De petits manuels se publiaient destinés aux enfants de la communale. Avant les années 1920, les ouvrages édités comportaient un conte, une poésie ou une histoire vraie illustrant une maxime. L’enseignant pouvait s’appuyer sur ces exemples. Des gravures illustraient l’ouvrage. Le maître racontait d’abord une histoire tirée d’un recueil de contes moraux. Les fables de La Fontaine étaient largement mises à contribution. Ensuite, il posait des questions pour s’assurer que les enfants avaient bien compris le sens de l’histoire et l’entretien se poursuivait pour obtenir des enfants la leçon de morale dont la trace écrite était inscrite au tableau noir. 10 à 15 minutes commençaient ainsi la journée d’étude.
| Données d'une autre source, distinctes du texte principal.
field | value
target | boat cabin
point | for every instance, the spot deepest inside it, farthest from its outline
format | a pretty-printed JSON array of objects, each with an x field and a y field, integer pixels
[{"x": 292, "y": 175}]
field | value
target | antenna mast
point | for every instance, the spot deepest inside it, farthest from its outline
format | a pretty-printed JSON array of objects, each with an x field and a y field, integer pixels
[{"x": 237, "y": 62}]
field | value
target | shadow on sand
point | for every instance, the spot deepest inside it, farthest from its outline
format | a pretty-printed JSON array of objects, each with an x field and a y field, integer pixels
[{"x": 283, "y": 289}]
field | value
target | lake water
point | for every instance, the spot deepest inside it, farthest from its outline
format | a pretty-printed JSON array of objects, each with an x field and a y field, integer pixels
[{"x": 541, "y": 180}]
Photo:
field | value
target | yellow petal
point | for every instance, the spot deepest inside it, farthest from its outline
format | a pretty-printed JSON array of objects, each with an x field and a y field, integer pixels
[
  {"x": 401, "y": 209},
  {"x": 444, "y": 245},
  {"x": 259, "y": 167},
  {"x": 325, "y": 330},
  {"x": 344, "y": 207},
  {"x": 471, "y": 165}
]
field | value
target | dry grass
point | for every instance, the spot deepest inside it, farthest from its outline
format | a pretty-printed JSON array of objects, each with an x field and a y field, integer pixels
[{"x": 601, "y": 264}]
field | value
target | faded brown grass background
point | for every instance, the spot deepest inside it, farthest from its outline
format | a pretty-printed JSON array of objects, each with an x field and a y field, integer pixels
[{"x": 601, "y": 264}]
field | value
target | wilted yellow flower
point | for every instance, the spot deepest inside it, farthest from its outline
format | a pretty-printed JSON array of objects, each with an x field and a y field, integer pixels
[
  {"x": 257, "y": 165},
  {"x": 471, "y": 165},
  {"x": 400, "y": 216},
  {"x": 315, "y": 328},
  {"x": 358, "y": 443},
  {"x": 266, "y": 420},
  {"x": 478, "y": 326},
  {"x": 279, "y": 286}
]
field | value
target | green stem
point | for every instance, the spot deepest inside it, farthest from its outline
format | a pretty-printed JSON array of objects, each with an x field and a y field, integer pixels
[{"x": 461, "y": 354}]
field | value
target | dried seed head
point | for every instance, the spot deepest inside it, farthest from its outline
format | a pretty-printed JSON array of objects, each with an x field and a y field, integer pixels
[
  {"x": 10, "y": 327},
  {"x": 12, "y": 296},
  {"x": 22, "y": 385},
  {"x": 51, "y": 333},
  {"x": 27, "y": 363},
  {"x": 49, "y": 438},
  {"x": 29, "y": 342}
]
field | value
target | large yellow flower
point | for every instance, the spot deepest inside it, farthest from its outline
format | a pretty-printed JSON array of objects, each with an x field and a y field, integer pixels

Un thème était proposé par mois :

1/ la conscience, le devoir : le corps et l’âme, l’instinct et l’intelligence, liberté et responsabilité, la vertu, le bonheur, la dignité humaine.

2 et 3/ devoirs envers nous-mêmes : l’hygiène, la propreté, l’air et la lumière, la tempérance, la sensibilité, l’intelligence, l’instruction, le courage, la persévérance, le sang-froid, devoirs envers les animaux, connaissance de soi-même.

4/ le travail et ses bienfaits : le travail est une dette, avantages du travail, la propriété, l’économie et l’ordre, la Caisse d’Épargne, la prodigalité, l’avarice, le jeu et les dettes.

5/ la famille et l’école : le respect des parents, frères et sœurs, grands-parents, les domestiques, l’école, l’instituteur, les camarades.

6/ la patrie : bienfaits de la patrie, le drapeau, l’obéissance aux lois, les contributions, le vote, le patriotisme.  

7/ la société. Devoirs de justice : la justice et la charité, la tolérance, la réputation, le vol, le braconnage.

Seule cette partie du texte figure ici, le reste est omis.